Même s'il n'est, comme tout accord, pas parfait parce que fondé sur des concessions réciproques, cet accord est important pour nous, car les Etats-Unis représentent, vous le savez, le premier débouché des exportations françaises de vins et spiritueux, soit, pour mémoire, 1,6 milliard d'euros en 2004, alors que les exportations américaines vers la France dans ce domaine n'ont représenté que 44,7 millions d'euros. Le déséquilibre est évident.
Au-delà de l'acceptation réciproque de nos pratiques oenologiques, qui sont diverses, cet accord conduit à un renforcement de la protection des indications géographiques européennes aux Etats-Unis.

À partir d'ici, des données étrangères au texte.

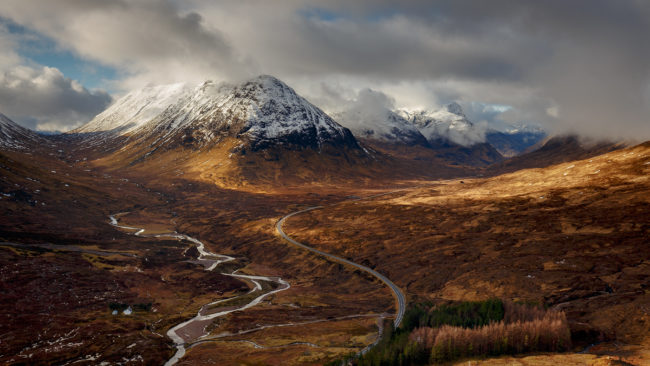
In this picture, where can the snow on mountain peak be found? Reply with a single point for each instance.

Le gouvernement américain s'est en effet engagé à présenter au Congrès une proposition tendant à changer pour l'avenir le statut des « semi-génériques » que l'on retrouve aux Etats-Unis tels que bourgogne, champagne, chablis ou, si je pense à nos amis Portugais, porto.
Comme je l'ai rappelé au secrétaire d'Etat américain à l'agriculture, M. Mike Johanns, qui était la semaine dernière à Paris, nous souhaitons que cette proposition passe rapidement devant le Congrès et s'accompagne peut-être aussi d'une modification de la loi d'Amato.
En contrepartie, nos entreprises françaises et européennes ne seront pas soumises à la procédure de certification renforcée qui nous « pendait au nez » et qui aurait été fort coûteuse, voire impossible à mettre en place, en particulier pour les vins primeurs.
L'accord prévoit par ailleurs une deuxième phase de négociations qui interviendra quatre-vingt-dix jours après son entrée en vigueur.
Avec Mme Lagarde, nous veillerons à ce que les engagements pris par les autorités américaines soient respectés afin d'obtenir une protection complète de nos indications géographiques sur le sol américain.
Enfin, s'agissant du conseil de la modération, j'ai signé le décret, qui est maintenant soumis pour signature à mon collègue chargé de la santé et qui devrait donc paraître incessamment au Journal officiel de la République française.